The map shows the Kudish insurgency in Syria, Turkey, and Iraq in November-December, 2016
The insurgency of the Kurdish PKK and its armed wing HPG (Hêzên Parastina Gel, People’s Defence Force, in Turkey) has intensified throughout 2016 in southeastern Turkey, causing a tightening of the Turkish government’s military and administrative repression. They regained control of cities like Cizre, Nusaybin, Sirnak or Diyarbakir at the price of major destruction. Many mountainous and rural areas, however, are under de facto control of the insurgency.
Another Kurdish separatist group, the TAK (Kurdistan Freedom Falcons), with unconventional methods of action (suicide attacks, car bombs), intensified their actions and committed several attacks against the Turkish security forces, including December 10 bombing in Istanbul, which left 45 dead (it is worth noting that neither the PKK, nor the TAK target civilians).
In Iraq, Turkey has good relations with the autonomous Kurdistan Regional Government (KRG), which is dominated by the PDK (Kurdistan Democratic Party) that is opposed to the PUK (Patriotic Union of Kurdistan, which supports the PKK). Turkey has set up several military bases to intervene more effectively against the PKK’s bases in the mountains of northern Iraqi Kurdistan (MDZ). More recently, the Turks obtained from the KRG the departure of PKK-linked YBS (a Yazidi militia) from the city of Sinjar (although they still control the region).

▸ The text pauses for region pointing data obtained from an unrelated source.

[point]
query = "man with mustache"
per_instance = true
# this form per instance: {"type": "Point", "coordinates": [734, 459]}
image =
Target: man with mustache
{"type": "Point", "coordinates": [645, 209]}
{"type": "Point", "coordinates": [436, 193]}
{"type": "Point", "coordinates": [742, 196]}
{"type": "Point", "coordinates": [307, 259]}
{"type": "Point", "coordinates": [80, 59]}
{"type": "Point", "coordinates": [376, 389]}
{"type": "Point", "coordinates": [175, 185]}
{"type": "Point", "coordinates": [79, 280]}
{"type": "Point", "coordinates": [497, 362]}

In Syria, the YPG are controlling a large area in northern Syria together with the US-supported Syrian Democratic Forces (SDF), considered by Turkey as an extension of the PKK (which is indeed the case).
The Turks regularly bombard YPG positions along the border. Since the summer of 2016, Turkey has supported a military operation (“Euphrates Shield”) in the Aleppo governorate of Syria, whose objective is to expel “terrorists” from this area.
This has led Turkey not only to attack the Islamic state, but also the SDF present in the region of Manbij, with the aim of preventing the territorial unification of the three Syrian Kurdish cantons, thereby keeping Afrin, which is the most eastwards of the cantons, isolated from the rest of Rojava (Syrian Kurdistan).